Ultrasound (US) was requested both to evaluate the biliary tree and characterize an intra-abdominal “cystic” mass detected on abdominal computed tomography (CT) (Figure A1, asterisk) in a 58-year-old woman who complained of recurrent pain of the right upper quadrant. US showed a well-delineated, 12 cm long and anechoic mass beneath the liver. In addition, there were uncomplicated gallbladder microlithiasis. Magnetic Resonance Imaging (MRI)-cholangiography confirmed the cystic nature of the lesion (Figures A2 and A3) and showed no contrast enhancement. Additional anomalies with same imaging characteristics were depicted on T2-weighted images in the posterior mediastinum, the mesentery and the retroperitoneum (Figure A2). Other lesions with similar characteristics were detected in the spleen (on multiple locations, all measuring less than 10 mm) (Figure A3), and the liver (a single lesion of 16 mm) (Figures A1 and A2). Based on multi-modality imaging findings, diagnosis of lymphatic malformations was proposed. During laparoscopic cholecystectomy, the surgeon confirmed the lymphatic anomalies. Rupture of the sub-hepatic lymphatic malformation occurred, but the follow-up was uneventful.
This case with multi-site lymphatic cystic lesions exemplifies that the term lymphatic malformation should be preferred to cystic lymphangioma [1]. Lymphatic malformation (LM) belongs to congenital vascular malformations (CVM) in the Hamburg classification system. relating to malformations of the lymphatic system. They can appear at any age, though 90% of cases are discovered under the age of two. They can occur in almost any location, but 95% of cases are found in the cervico-axillary regions. Intra-abdominal and thoracic locations account for less than 5% of cases. Mesenteric and retroperitoneal locations are more common, due to a rich lymphatic network. Visceral locations such as splenic or hepatic are very rare.

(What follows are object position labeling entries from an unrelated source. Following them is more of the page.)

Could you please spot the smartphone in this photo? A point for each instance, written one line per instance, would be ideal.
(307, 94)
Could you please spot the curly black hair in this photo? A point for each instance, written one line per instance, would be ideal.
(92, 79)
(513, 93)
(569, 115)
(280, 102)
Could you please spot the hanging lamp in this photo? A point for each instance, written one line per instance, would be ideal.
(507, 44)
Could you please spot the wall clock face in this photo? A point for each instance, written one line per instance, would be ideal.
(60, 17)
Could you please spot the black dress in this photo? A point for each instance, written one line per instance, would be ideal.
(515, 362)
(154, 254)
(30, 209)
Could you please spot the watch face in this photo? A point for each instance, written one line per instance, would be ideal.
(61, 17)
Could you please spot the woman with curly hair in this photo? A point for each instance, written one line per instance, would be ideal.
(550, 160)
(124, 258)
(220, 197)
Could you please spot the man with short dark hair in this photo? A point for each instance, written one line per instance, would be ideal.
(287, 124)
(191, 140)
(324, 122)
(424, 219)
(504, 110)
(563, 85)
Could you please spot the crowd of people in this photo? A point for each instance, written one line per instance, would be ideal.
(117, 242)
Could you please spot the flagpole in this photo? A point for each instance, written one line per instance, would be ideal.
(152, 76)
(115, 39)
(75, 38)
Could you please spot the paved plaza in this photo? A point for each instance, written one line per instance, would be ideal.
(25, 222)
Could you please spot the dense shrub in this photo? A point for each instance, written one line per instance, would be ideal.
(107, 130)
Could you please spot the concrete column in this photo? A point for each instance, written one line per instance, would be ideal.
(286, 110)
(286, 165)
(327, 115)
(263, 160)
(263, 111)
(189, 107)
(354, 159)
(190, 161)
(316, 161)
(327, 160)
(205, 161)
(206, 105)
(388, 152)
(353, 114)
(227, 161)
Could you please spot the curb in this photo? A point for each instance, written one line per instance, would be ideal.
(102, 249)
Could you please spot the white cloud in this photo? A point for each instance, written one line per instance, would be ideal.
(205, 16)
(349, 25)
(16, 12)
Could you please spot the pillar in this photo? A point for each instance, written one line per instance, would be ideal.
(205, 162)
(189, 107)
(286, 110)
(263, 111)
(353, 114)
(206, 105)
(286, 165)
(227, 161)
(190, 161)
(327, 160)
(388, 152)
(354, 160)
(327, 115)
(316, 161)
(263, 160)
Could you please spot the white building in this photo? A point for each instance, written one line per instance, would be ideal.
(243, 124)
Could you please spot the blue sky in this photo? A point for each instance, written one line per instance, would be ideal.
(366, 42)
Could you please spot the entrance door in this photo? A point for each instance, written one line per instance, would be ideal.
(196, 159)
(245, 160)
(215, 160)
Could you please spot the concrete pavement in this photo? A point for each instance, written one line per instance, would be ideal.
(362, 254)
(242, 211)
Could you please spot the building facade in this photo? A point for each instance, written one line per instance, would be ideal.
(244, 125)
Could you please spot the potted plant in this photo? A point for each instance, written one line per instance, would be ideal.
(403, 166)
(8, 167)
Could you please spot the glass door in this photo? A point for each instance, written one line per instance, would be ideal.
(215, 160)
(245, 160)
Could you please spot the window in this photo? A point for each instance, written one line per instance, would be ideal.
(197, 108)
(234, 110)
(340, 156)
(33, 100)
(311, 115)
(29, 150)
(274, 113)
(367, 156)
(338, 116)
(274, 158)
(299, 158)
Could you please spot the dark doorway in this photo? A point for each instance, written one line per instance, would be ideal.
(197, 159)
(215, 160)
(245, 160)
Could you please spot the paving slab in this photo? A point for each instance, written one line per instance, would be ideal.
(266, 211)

Clinical presentation ranges from asymptomatic incidental finding to abdominal mass or pain. It may be unveiled by mechanical (volvulus), hemorrhagic (hematemesis) or infectious (fever) complication. In rare cases, lymphatic malformation can present with cystic dissemination that mimics carcinomatosis (peritoneal cystic lymphangiomatosis).
On any imaging modality, the malformation is well-delimited, cystic, nodular or tubular-shaped. Lymphatic anomalies engulf other anatomic structures in relative good-neighboring.
On US, the tumor appears as a hypo-echogenic cystic mass or network with some internal septa. On CT, the density may vary depending on its proteinaceous, water, blood or lipid content. On MRI, lymphatic variants are hypo-intense T1 and hyper-intense T2 relative to the surrounding viscera. MRI offers optimal evaluation of the tumor extent.
Splenic and hepatic lymphatic malformation may be impossible (based solely on imaging) to distinguish from other benign tumors, including cysts, haemangiomas and hamartomas.
The authors have no competing interests to declare.